Канули в ночь огни, поплыл разговор:
– Замуж пошла по любви. Ладный был парень, первый мужчина мой. Дочка через год родилась, Сашенька. Мужа Вовку грохнули в девяностых. Перед этим долго скитались втроём, и выследили нас под Нижним Новгородом. Хозяева хаты за копейку продали, суки. Мы с Сашей, шесть лет ей было, до утра лежали в снегу, в глубине оврага, и слушали, как бандюки нас по снегу ищут. Как перекрикиваются в темноте эти славные парни, застрелившие мужа у меня на глазах. Жили мы с Вовкой тихо и счастливо, ни раза он нас не обидел! А был настоящим бандитом. Любовницу имел, им ведь по статусу так положено. Измена Вовкина меня, конечно, задела, но я и виду не подала. Может, потому и жили долго и счастливо? При живом-то Вовке ментов у нас духу не было. А как прикоцали муженька, стали следаки без конца с меня требовать, в чём-то покаяться: садист, мол, был Вовка, настоящий палач! Наемник высокого ранга. Руки по локоть в крови… садюга он был изрядный. Однажды, крепко был выпимши, он проститутке сосок отрезал. Я отвечаю: да мне плевать. Это мой муж! Вам до него… ну, это мелочи жизни. Сели мы с Сашенькой в поезд, две сиротинушки – папа мой в ту пору нас, свору бандитов, из дому вытолкал – и убежали назад в Москву. Там сколько-то проучилась, работала… бывали и ухажёры, но больше всё для здоровья. Для моего здоровья, не смейся! Сорвалась я как-то в Питер, тоской придавило, на свету гулять захотелось… и так мне у вас понравилось! Сказала я Сашеньке: давай-ка в Питере жить! К тому времени мы уже обе твёрдо на ножках стояли. Дочка у меня, тоже бедовая, вся в отца, говорит: а давай! Переехали, сняли полдома на Ржевке. Соседи – пара убитых хроников. Я на двух работах ишачу, администратором в гостинице и лестницы мою в жилых домах.

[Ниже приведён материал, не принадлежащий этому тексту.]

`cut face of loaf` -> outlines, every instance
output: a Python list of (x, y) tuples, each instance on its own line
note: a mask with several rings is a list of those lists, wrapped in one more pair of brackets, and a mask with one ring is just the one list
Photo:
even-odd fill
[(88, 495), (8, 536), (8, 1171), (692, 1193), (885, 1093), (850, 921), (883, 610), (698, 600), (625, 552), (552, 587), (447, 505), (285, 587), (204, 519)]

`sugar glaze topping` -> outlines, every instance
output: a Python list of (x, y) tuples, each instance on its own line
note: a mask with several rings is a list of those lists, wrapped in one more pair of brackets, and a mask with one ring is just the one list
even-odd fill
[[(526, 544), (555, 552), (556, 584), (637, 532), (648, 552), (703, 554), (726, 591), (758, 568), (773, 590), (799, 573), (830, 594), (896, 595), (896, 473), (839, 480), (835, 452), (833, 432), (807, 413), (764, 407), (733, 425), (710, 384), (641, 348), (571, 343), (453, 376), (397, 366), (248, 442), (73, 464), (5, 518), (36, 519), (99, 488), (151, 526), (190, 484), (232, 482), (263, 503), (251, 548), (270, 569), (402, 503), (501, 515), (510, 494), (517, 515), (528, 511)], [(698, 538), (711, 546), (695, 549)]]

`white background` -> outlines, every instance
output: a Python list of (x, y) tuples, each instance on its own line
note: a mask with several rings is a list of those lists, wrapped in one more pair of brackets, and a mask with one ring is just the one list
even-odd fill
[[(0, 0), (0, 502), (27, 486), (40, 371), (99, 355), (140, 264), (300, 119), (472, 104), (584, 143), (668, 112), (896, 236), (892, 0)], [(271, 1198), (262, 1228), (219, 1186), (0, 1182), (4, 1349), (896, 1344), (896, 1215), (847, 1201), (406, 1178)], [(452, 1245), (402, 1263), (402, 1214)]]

Домываю как-то парадную (чи, подъезд? аха-ха-ха!), и тут мне звонят: соседи дочку избили! Я заметалась: пол не домыт, ехать надо. Хорошо, мужик в подъезде нашёлся, отвёз меня шеметом. Каким это шеметом? В смысле, бикицер! Я к дочке, она ревёт. Вызвали врачей, милицию. Загремели алкаши, я их вломила по полной. Пора бы вернуться, да дочку боюсь оставить. Тут мент один говорит: ничего, мол, езжайте! Я с вашей дочкой побуду. И тоже, знаешь, здоровенный такой шелешпер, пузатый, с усами. Даже смешно.
Приезжаю, мне говорят: домыла сменщица полы – лети уже к дочке! Я опять домой, рада-радёшенька. Прилетаю, а они так рядышком и сидят, шерочка с машерочкой, сенбернар с тараканом. И дочка Саша, заплаканная, в синяках, раскрывши рот, хохочет над его рассказами. Так мент и остался с нами. Чечню прошёл, может, поэтому и пил каждый день. Мы почти и не жили-то с ним, как муж с женой. Он сказал: хочешь, найди кого – не обижусь. А мне зачем он, минутный кайф, если праздник царил в душе? Вот так, все три года, что вместе прожили! Пил мужик, а был в адеквате. Ни меня, ни Сашку пальцем не тронул. Слова не услышишь худого, всегда заботливый, ласковый. Саша таскалась за ним повсюду, как привязанная. Приду со службы, просто отдыхаю душой. И вот беда: инсульт второго свалил в одночасье. Всю жизнь под бандитами! Как и Вовка, умер Юра у меня на руках. С тех пор ничто мне не мило. Чего загрустил, ходок? Ну, ладно-ладно. Подставь-ка щёку, большой мальчик. Это тебе за угощение!
– Телефончик оставишь, Тома? Я послезавтра в Город. Вернусь домой, позвоню, – сказал Михеев, вновь обретая способность дышать.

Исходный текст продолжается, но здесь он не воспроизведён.